Of Jump Capital’s 20 portfolio companies about one-third are invested in early stage companies, one-third around the Series A round, and the last third in later rounds.  This experience making investments at different stages gives the firm good insight.
 
“At the seed stage the idea is usually leading everything,” said McMahon. The capital really gets burned up really validating the idea.”
 
According to McMahon seed capital and seed stage pitches are focused much more around the possibility of an idea and the power of the entrepreneur driving that idea. When a company gets beyond the seed stage, the details become a lot more important and specifically measured.
 
When the time comes for Series A funding, McMahon said his company typically has two principles that guide their investments: milestone investing and matching with the right entrepreneurs.
 
Milestone investing is all about spending funds to acheive certain targets.

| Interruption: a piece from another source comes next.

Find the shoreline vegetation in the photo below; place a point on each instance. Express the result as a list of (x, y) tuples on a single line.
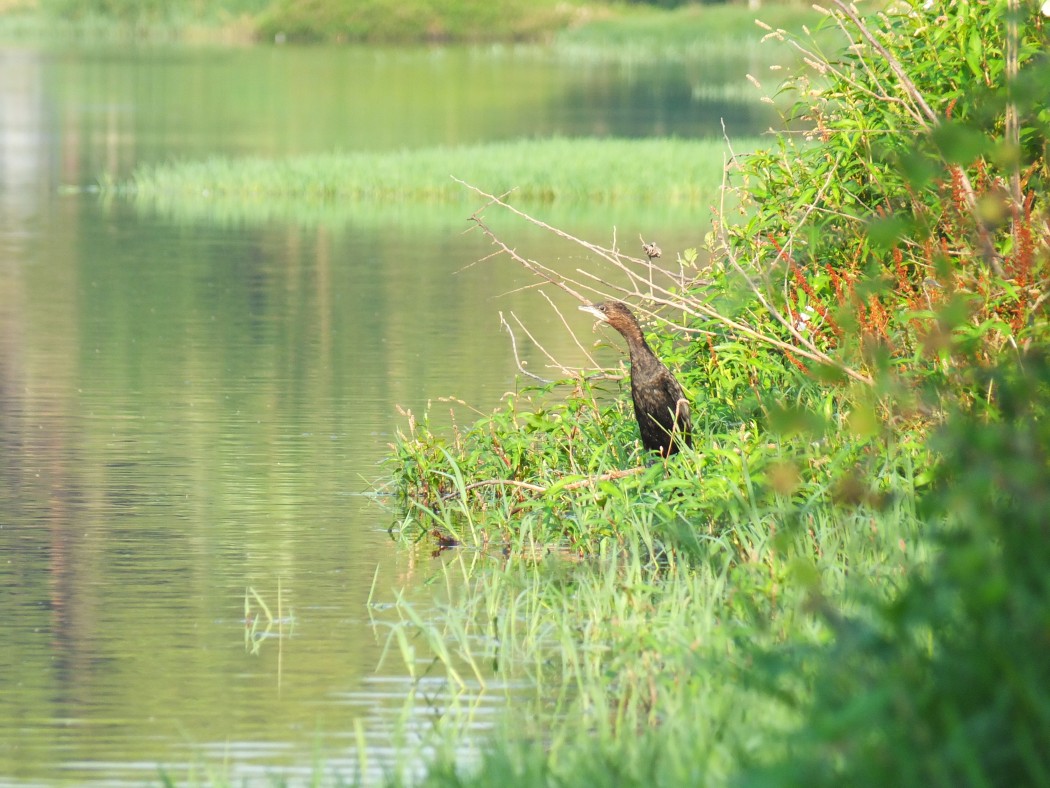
[(843, 581), (575, 170), (636, 30)]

McMahon said he tries to force people into structured goals of precisely where the capital will take them.
 
If an entrepreneur has specific needs for money like adding five enterprise clients, developing the next generation of the product or expanding certain marketing initiatives, “you’re de-risking the capital when the other side of the table is talking that way,” said McMahon.
 
Second, Jump Capital looks for potential investments that are looking for a specific type of intestor.
 
“I don’t think the other side of the table spends enough time saying 'who is the right partner for me?’” said McMahon. “Be very selective as to who you bring to your board table.”
 
“There are huge differences between venture firms, enormous differences. You really want to spend time doing your due diligence. Nine out of ten times I always ask: ‘who are you looking for in an investor?’” said McMahon. No doubt connecting with the right investors can be difficult. “The best way to get to the right VC is to do it through your network. It’s always helpful to have someone mentor you in,” said McMahon. 
 
Jump Capital has “not done any deal that has come through brokered relationships, investment banks, anything,” said McMahon. “So network your way in through another investor, entrepreneur, person at an incubator. When it comes in random there is always a hesitancy to engage.”